Starter code for automated validation of Airflow DAGs
Overview
This code is intended to serve as a starting point for automating DAG validation steps within a CI/CD pipeline. The project contains the following items:
- A folder of sample dags (dags/)
- A requirements.txt file that contains relevant packages needed for the python files in this repository
- A validation file that executes a series of unit and integration tests (dag_validation.py)
- A Dockerfile that installs the relevant packages from requirements.txt and executes the validation file
- A yaml file (clodubuild.yaml) that organizes the validation process and deploys with Cloud Build.
When this repository is run through a CI/CD pipeline, the following steps will occur in sequence (following the structure of cloudbuild.yaml):
- A docker image will be built following the steps in the Dockerfile.
- A docker container will be created and run using the previously built image. In this step, dag_validation.py will execute and output results. If all tests pass, the build continues to the next step. If any builds fail, the build as a whole also fails.

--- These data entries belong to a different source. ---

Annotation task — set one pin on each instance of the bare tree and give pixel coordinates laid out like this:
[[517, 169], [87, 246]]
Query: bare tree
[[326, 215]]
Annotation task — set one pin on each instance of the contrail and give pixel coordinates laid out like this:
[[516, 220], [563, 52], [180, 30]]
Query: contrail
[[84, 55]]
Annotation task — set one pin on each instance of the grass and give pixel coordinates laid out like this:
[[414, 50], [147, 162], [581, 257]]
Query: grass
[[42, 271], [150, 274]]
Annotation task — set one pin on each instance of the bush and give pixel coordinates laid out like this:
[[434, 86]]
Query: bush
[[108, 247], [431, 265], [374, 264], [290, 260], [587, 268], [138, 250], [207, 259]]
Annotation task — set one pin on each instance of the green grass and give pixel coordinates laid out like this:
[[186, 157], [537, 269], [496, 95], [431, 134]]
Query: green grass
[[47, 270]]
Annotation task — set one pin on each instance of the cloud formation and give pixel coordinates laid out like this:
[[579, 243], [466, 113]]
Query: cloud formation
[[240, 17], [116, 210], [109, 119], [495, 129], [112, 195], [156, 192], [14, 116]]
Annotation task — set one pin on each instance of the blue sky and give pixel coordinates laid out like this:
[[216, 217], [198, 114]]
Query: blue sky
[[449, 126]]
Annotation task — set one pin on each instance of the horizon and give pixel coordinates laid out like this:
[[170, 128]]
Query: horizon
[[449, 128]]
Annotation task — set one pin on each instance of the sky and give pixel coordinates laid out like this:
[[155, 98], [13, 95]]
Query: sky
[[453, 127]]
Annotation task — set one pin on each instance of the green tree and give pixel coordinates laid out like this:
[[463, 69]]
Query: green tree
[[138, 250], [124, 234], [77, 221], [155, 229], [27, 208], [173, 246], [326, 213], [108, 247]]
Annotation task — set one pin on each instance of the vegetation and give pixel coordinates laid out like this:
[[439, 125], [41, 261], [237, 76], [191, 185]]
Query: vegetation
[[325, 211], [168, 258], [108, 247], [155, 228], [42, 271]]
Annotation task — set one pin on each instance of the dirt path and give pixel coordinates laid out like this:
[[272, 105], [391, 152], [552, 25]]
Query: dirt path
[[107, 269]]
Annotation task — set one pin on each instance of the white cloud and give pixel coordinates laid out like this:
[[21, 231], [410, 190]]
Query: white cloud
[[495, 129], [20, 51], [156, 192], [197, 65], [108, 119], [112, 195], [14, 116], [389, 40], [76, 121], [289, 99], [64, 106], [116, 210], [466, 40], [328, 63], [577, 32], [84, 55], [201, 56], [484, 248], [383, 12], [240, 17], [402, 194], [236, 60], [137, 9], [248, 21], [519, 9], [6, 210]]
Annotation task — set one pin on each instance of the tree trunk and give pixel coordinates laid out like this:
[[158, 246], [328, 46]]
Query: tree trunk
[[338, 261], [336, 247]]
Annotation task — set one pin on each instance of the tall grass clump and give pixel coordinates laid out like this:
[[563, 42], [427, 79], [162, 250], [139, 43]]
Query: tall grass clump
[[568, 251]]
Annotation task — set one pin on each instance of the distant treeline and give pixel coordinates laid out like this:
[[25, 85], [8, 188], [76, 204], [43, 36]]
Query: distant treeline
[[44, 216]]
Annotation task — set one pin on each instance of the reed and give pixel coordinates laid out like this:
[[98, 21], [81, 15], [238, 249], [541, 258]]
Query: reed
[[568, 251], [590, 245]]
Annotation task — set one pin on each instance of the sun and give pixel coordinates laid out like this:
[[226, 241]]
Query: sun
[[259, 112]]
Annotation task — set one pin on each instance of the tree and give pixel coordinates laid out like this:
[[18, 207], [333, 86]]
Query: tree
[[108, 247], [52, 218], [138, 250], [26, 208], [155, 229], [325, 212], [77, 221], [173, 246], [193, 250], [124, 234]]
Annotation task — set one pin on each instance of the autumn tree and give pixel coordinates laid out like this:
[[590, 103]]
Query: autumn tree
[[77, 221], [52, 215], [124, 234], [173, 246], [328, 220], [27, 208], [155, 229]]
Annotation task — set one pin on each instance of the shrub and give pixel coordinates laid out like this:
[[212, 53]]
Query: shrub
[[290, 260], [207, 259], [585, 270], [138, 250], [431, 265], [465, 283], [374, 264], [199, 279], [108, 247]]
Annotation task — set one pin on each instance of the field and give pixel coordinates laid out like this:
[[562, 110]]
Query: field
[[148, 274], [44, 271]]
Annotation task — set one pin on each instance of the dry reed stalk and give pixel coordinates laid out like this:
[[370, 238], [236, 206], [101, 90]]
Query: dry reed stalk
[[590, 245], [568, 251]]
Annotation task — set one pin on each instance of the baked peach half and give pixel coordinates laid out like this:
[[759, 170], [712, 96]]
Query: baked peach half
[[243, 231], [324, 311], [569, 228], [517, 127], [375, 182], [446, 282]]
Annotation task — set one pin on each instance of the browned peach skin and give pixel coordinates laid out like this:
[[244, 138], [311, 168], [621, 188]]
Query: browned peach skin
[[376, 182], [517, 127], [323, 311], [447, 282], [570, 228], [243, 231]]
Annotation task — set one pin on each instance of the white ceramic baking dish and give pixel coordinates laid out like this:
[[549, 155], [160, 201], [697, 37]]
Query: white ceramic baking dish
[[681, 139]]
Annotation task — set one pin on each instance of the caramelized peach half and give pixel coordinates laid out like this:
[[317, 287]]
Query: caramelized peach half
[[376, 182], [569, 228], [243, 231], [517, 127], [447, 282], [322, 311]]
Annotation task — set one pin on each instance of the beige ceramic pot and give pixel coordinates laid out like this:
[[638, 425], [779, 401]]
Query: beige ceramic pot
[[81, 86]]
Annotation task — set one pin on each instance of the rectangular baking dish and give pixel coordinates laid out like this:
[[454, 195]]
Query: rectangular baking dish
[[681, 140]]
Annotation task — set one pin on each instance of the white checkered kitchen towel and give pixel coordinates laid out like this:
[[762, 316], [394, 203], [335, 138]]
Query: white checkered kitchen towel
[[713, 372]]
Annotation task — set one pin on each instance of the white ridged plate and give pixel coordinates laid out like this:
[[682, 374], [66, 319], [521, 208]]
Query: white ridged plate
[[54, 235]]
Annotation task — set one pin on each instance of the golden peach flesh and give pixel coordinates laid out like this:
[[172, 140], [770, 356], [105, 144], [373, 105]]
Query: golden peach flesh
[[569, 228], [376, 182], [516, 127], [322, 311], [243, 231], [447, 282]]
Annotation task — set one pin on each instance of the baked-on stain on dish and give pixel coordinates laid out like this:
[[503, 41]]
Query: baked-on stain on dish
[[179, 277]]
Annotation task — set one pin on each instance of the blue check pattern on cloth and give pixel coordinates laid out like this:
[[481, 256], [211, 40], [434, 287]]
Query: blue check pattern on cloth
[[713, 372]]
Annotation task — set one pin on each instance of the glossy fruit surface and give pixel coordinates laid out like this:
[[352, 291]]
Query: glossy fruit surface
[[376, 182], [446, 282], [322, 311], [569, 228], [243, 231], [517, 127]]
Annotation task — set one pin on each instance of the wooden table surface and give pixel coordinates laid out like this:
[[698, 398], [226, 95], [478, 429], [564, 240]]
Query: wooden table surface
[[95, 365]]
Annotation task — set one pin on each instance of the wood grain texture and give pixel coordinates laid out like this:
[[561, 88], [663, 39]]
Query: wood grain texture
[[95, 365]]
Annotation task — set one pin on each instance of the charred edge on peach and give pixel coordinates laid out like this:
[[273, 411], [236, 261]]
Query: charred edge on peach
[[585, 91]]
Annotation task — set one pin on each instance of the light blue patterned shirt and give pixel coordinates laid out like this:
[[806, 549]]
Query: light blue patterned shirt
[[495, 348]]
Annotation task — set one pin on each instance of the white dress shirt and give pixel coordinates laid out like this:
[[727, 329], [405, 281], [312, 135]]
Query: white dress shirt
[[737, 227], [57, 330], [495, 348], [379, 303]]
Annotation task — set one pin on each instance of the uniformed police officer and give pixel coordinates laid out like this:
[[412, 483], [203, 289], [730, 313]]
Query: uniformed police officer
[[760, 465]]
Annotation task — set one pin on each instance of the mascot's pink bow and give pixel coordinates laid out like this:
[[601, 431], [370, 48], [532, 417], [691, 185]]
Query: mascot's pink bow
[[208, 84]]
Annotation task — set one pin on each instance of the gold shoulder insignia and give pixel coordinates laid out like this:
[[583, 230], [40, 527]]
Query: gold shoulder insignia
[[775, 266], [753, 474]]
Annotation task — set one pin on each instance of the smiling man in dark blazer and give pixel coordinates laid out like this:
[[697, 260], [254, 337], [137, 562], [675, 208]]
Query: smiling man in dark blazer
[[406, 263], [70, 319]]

- If all tests pass, the DAGs being tests are copied to the DAGs folder in the relevant composer environment.
To use this code as-is, please follow the steps below:
- Fork this repository in GitHub
- Connect your GitHub repository to GCP in the Cloud Build UI
- Create a Cloud Build Trigger in the GCP project that contains your composer environment. For "Configuration", select "Cloud Build configuraiton file (yaml or json)" and specify the location as "Repository". In the drop down box, select "cloudbuild.yaml"
- In "Substitution variables", set "_COMPOSER_BUCKET" to the GCS location of your Compoer 2 environment's Cloud Storage bucket.
Once the trigger is created, run a manual execution to ensure all steps are working as expected.
To incorporate this code into your own project, either of the two options are feasible:
- Fork this repository and substitue the example DAGs for your actual DAGs
- Copy the dag_validation.py and Dockerfile into your own repsitory that contains your DAGs, and either follow the above steps to create a Cloud Build trigger, or integrate these steps into your existing CI/CD pipeline.